Neal Armstrong. Summary of Edward A. Heakes, "The Proposed Revisions to Back-to-Back Loan Rules," International Tax Planning (Federated Press), Vol. XIX, No. 4, 2014, p. 1357 under s. 212(3.1)(e).
S. 40(2)(e.1) should have paramountcy over s. 40(2)(g)(ii)
If there is an intra-group transfer of a non-interest-bearing debt, there generally will be a preference for a resulting loss to be denied by s. 40(2)(e.1) (intra-group transfer) rather than s. 40(2)(g)(ii) (no income-producing purpose), because the denied loss can then be added back to the adjusted cost base of the debt under s. 53(1)(f.1) or (f.11). It is appropriate to consider that s. 40(2)(e.1) has paramountcy because "presumably, Parliament did not intend the debt parking rules to apply as a result of capital losses realized within the related group," and the ACB add-back protects against the application of those rules.
Although CRA has ruled on occasion that s. 40(2)(e.1) rather than s. 40(2))(g)(ii) applied, it is not clear that these are paramountcy rulings as the non-interest-bearing debt in question may have been considered to have been acquired for an income producing purpose (e.g., a loan from a shareholder).

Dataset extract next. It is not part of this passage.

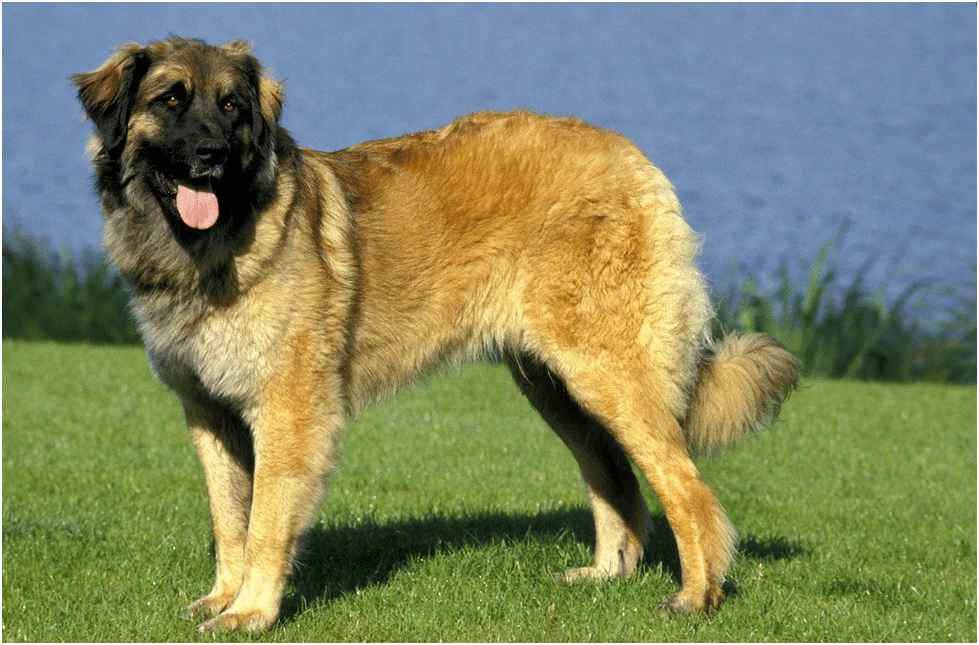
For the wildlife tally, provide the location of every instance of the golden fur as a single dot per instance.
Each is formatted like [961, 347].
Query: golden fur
[331, 279]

Neal Armstrong. Summary of Mike J. Hegedus, "Paragraph 40(2)(e.1) Versus Subparagraph 40(2)(g)(ii): Potential Conflict?" Resource Sector Taxation, Vol. IX, No. 4, 2014, p.684 under s. 40(2)(e.1).
CRA sort-of clarifies when tax dispute resolution fees become deductible
S. 60(o) provides a deduction for professional fees incurred in "preparing," instituting or prosecuting an objection or appeal "in relation to" an income tax assessment. CRA states that generally "a taxpayer can deduct professional fees from the moment when he or she is informed by the CRA that his or her income or tax for a taxation year will be revised," which suggests that CRA does not consider that costs dealing with a 30-day letter would generally be deductible under s. 60(o).

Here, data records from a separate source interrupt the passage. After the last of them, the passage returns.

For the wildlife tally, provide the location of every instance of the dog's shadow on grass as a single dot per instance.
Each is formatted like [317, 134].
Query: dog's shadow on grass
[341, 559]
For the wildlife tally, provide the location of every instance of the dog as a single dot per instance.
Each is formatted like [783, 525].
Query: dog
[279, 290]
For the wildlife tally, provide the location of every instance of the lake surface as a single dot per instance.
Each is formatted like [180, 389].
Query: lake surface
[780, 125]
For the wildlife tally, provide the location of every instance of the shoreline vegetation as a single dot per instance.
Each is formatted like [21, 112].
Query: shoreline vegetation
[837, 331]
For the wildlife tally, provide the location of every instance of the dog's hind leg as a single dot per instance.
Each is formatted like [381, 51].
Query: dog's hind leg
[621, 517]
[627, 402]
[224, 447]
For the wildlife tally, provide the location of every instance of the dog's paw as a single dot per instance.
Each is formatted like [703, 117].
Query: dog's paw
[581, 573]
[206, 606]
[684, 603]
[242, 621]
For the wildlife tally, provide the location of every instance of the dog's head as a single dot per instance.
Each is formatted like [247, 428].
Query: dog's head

As for the deductibility under general (ss. 9 and 18(1)(a)) principles of professional fees incurred in connection with a voluntary disclosure, CRA states that "professional fees incurred in this context are not intended to produce income, because the VD instead permits a taxpayer to correct omissions made in the context of dealings with the CRA. Consequently, the deduction of the professional fees incurred in this context is restricted by paragraph 18(1)(a). However… expenses of preparing the tax returns, could be deductible."
This is questionable. The taxpayer in the Egg Marketing case (65302) did not pay its fine for an income-producing purpose, but the fine nonetheless was deductible because the conduct which triggered the fine was business-oriented. Similarly, the belated reporting of business income arises as a result of the process of having generated that income in the first place.
Neal Armstrong. Summaries of 17 October 2014 T.I. 2014-0532121E5 F under s. 60(o) and s. 18(1)(a) – legal fees.
CRA rules that a corporation can issue DSUs which indirectly track units through the use of tracking shares
The safe harbor in Reg. 6801(d) for deferred share unit plans is restricted to DSUs issued by a corporate employer or related corporation which are based on the fair market value of shares of a corporation in the group.
Employees of a public corporation managed a publicly listed LP of which a corporate subsidiary was the GP. CRA ruled that the corporation could get around the share restriction by having a Newco subsidiary issue a few tracking shares (i.e., shares which were redeemable and retractable for the trading price of the LP units) and then issuing DSUs to the managing employees which, in turn, tracked the tracking shares.
Neal Armstrong. Summary of 2014 Ruling 2012-0457101R3 under Reg. 6801(d).